Configure CI/CD - GitHub Actions

Prerequisites

  • You must be an account admin to add service principals to the account.
  • You must be a Databricks workspace admin in the staging and prod workspaces. Verify that you're an admin by viewing the staging workspace admin console and prod workspace admin console. If the admin console UI loads instead of the Databricks workspace homepage, you are an admin.

Set up authentication for CI/CD

Set up Service Principal

To authenticate and manage ML assets created by CI/CD, service principals for the project should be created and added to both staging and prod workspaces. Follow Add a service principal to your Azure Databricks account and Add a service principal to a workspace for details.

For your convenience, we also have Terraform modules that can be used to create or link service principals.

Configure Service Principal (SP) permissions

If the created project uses Unity Catalog, we expect a catalog to exist with the name of the deployment target by default. For example, if the deployment target is dev, we expect a catalog named dev to exist in the workspace. If you want to use different catalog names, please update the targets declared in the stack_demo_public/databricks.yml and stack_demo_public/assets/ml-artifacts-asset.yml files. If changing the staging, prod, or test deployment targets, you'll need to update the workflows located in the .github/workflows directory.

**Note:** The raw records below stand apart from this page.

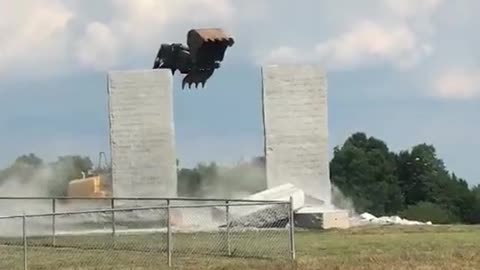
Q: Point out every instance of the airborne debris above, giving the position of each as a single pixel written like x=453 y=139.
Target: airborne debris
x=203 y=53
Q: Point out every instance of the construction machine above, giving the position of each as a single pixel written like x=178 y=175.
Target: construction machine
x=96 y=183
x=204 y=52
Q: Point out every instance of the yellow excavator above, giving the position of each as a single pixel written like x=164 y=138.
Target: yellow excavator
x=96 y=183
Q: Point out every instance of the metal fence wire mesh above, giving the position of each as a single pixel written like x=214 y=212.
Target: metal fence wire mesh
x=153 y=235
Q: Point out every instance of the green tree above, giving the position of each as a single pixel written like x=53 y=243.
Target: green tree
x=365 y=170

The SP must have proper permission in each respective environment and the catalog for the environments.

For the integration test and the ML training job, the SP must have permissions to read the input Delta table and create experiment and models. i.e. for each environment:

  • USE_CATALOG
  • USE_SCHEMA
  • MODIFY
  • CREATE_MODEL
  • CREATE_TABLE

For the batch inference job, the SP must have permissions to read input Delta table and modify the output Delta table. i.e. for each environment

  • USAGE permissions for the catalog and schema of the input and output table.
  • SELECT permission for the input table.
  • MODIFY permission for the output table if it pre-dates your job.

Set secrets for CI/CD

After creating the service principals and adding them to the respective staging and prod workspaces, refer to Manage access tokens for a service principal and Get Azure AD tokens for service principals to get your service principal credentials (tenant id, application id, and client secret) for both the staging and prod service principals, and Encrypted secrets to add the following secrets to GitHub:

  • PROD_AZURE_SP_TENANT_ID
  • PROD_AZURE_SP_APPLICATION_ID
  • PROD_AZURE_SP_CLIENT_SECRET
  • STAGING_AZURE_SP_TENANT_ID
  • STAGING_AZURE_SP_APPLICATION_ID
  • STAGING_AZURE_SP_CLIENT_SECRET Be sure to update the Workflow Permissions section under Repo Settings > Actions > General to allow Read and write permissions.

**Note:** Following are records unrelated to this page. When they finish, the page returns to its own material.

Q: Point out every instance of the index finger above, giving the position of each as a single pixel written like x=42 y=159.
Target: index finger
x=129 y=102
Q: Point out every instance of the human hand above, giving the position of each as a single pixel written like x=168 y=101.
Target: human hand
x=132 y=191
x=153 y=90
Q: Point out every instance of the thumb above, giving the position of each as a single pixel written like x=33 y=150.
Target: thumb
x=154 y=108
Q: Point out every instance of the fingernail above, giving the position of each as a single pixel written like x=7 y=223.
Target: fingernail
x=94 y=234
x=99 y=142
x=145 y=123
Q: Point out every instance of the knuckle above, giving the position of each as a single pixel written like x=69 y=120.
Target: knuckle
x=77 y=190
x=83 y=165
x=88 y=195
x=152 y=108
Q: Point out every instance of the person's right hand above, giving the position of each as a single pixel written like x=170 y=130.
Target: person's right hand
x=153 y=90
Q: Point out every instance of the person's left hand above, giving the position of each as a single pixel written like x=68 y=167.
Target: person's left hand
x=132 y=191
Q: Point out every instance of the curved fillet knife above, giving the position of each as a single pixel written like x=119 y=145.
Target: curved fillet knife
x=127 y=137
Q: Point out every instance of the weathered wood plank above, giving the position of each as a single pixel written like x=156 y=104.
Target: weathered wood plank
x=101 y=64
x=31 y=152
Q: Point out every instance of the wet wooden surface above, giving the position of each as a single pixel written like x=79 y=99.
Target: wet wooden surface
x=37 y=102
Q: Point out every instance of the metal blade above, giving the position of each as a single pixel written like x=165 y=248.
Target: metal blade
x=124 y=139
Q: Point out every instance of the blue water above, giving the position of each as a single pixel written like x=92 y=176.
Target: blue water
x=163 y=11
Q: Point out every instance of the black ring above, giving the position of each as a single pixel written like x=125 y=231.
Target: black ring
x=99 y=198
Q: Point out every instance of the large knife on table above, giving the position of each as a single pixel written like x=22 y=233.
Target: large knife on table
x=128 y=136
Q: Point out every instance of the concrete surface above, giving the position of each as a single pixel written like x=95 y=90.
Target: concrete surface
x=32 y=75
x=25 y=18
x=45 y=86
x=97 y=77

Merge a PR with your initial ML code

Create and push a PR branch adding the ML code to the repository.

git checkout -b add-ml-code
git add .
git commit -m "Add ML Code"
git push upstream add-ml-code

Open a PR from the newly pushed branch. CI will run to ensure that tests pass on your initial ML code. Fix tests if needed, then get your PR reviewed and merged. After the pull request merges, pull the changes back into your local main branch:

git checkout main
git pull upstream main

Create release branch

Create and push a release branch called release off of the main branch of the repository:

git checkout -b release main
git push upstream release
git checkout main

Your production jobs (model training, batch inference) will pull ML code against this branch, while your staging jobs will pull ML code against the main branch. Note that the main branch will be the source of truth for ML asset configs and CI/CD workflows.

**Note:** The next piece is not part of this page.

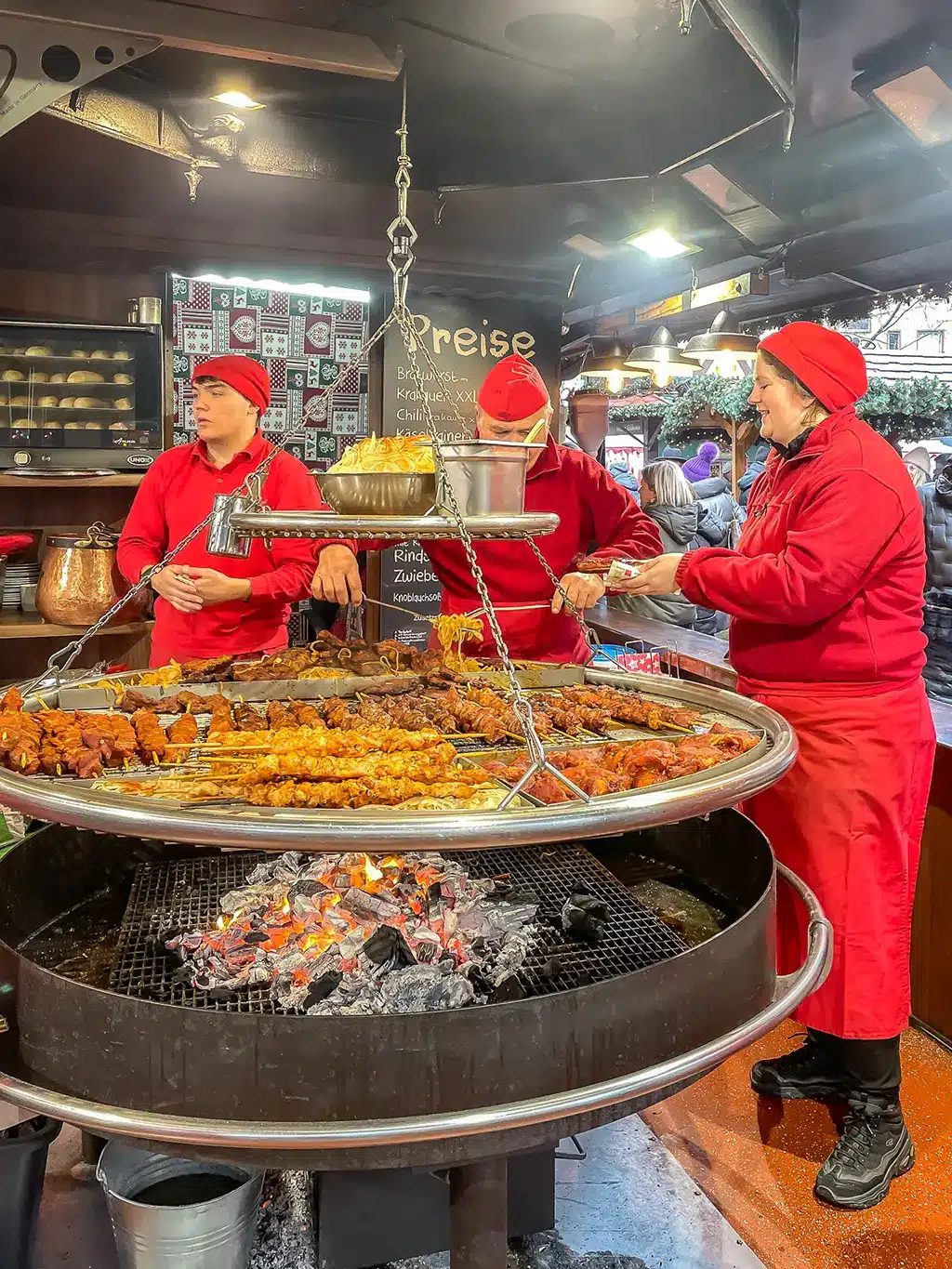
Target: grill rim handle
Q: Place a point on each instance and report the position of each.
(139, 1125)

For future ML code changes, iterate against the main branch and regularly deploy your ML code from staging to production by merging code changes from the main branch into the release branch.

Deploy ML assets and enable production jobs

Follow the instructions in stack_demo_public/assets/README.md to deploy ML assets and production jobs.

Next steps

After you configure CI/CD and deploy training & inference pipelines, notify data scientists working on the current project. They should now be able to follow the ML pull request guide and ML asset config guide to propose, test, and deploy ML code and pipeline changes to production.